A presidenta fez questão de destacar a importância do diálogo qualificado entre o governo e os movimentos sociais. Ressaltou também que as políticas de compras governamentais, tais como o Programa Nacional de Alimentação Escolar (PNAE) e o Programa de Aquisição de Alimentos (PAA) são fundamentais para sustentar o crescimento dos mercados para os agricultores familiares.
“Estamos muito felizes com esse Plano nessas bases, mas temos sempre de avançar. Qualquer conquista é só o começo, e tivemos algumas: a assistência técnica vai fazer diferença para a agricultura familiar brasileira, definimos e asseguramos recursos para que 600 mil famílias continuem recebendo Assistência Técnica e Extensão Rural (Ater) com foco na agroecologia e parte dela direcionada às mulheres. Tivemos a consciência de construir a Agência Nacional de Assistência Técnica e Extensão Rural (Anater) e o PAA junto ao PNAE, e essa decisão de que 30% de todas as compras da união sejam da agricultura familiar constrói uma demanda muito forte. Esse processo está em curso e afirmamos que, além de existir no presente, tem futuro”, defendeu a presidenta.

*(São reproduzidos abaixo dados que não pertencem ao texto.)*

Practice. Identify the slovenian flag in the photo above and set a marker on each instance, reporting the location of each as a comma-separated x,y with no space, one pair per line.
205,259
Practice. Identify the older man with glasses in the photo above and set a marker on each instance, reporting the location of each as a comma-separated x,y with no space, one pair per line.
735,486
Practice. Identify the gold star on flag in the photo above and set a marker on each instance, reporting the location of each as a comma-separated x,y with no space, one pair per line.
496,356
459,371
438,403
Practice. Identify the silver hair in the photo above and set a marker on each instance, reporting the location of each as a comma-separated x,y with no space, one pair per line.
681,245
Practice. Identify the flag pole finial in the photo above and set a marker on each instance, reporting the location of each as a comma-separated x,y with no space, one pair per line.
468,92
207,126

Em relação à conjuntura política, Dilma afirmou que a democracia brasileira sofre um assalto e está sendo vítima de uma fraude de um grupo que quer chegar ao poder através do caminho fácil, que não passa pela constituição que prevê o voto direto e secreto do povo brasileiro. Reafirmando que não renunciará, ela disse que não vai colocar a injustiça para debaixo do tapete, pois seria extremamente confortável aos golpistas a sua invisibilidade.
“Se eu for comparar todos os presidentes que me antecederam, a situação é extremamente estranha. Quem fez mais decretos foi o FHC com 101. Falaram que eu não estava cumprindo a meta fiscal. Esses decretos não são de autoria minha. É claro que as razões do impeachment são outras. Não tinham o que acusar, e estão construindo acusações. Mesmo com pautas bombas, de quanto pior melhor, conseguimos garantir o Minha Casa Minha Vida, o Plano Safra e não estamos deixando o país parar. O pior é que as propostas que eles apresentam para a sociedade são todas contrárias à eleição e à chapa que ganhou. Está em curso um golpe contra os mais de 54 milhões de votos, até mais, porque o restante respeitou o resultado”, criticou.

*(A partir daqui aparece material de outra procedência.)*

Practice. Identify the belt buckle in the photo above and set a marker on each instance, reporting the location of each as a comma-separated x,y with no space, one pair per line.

De acordo com o Ministro do Desenvolvimento Agrário (MDA), Patrus Ananias, apesar do cenário econômico e político do país o novo plano atesta o elevado compromisso do governo com a agricultura familiar e a produção de alimentos saudáveis para a construção de um modelo de desenvolvimento sustentável para o Brasil. É um legado ousado, acrescentou Ananias, construído a partir do início de 2003 com o governo Lula, quando o MDA contava com apenas uma política pública: o crédito Pronaf, que tinha menos de 10% dos recursos atuais.
“O Plano Safra da Agricultura Familiar 2016-2017 mantém o compromisso de continuar avançando, não só mantendo o que já foi conquistado, como dando novos e importantes passos em direção a um projeto de desenvolvimento rural sustentável, com base na agricultura familiar e na reforma agrária como principais fornecedores dos alimentos que promovem a segurança alimentar dos brasileiros”, disse.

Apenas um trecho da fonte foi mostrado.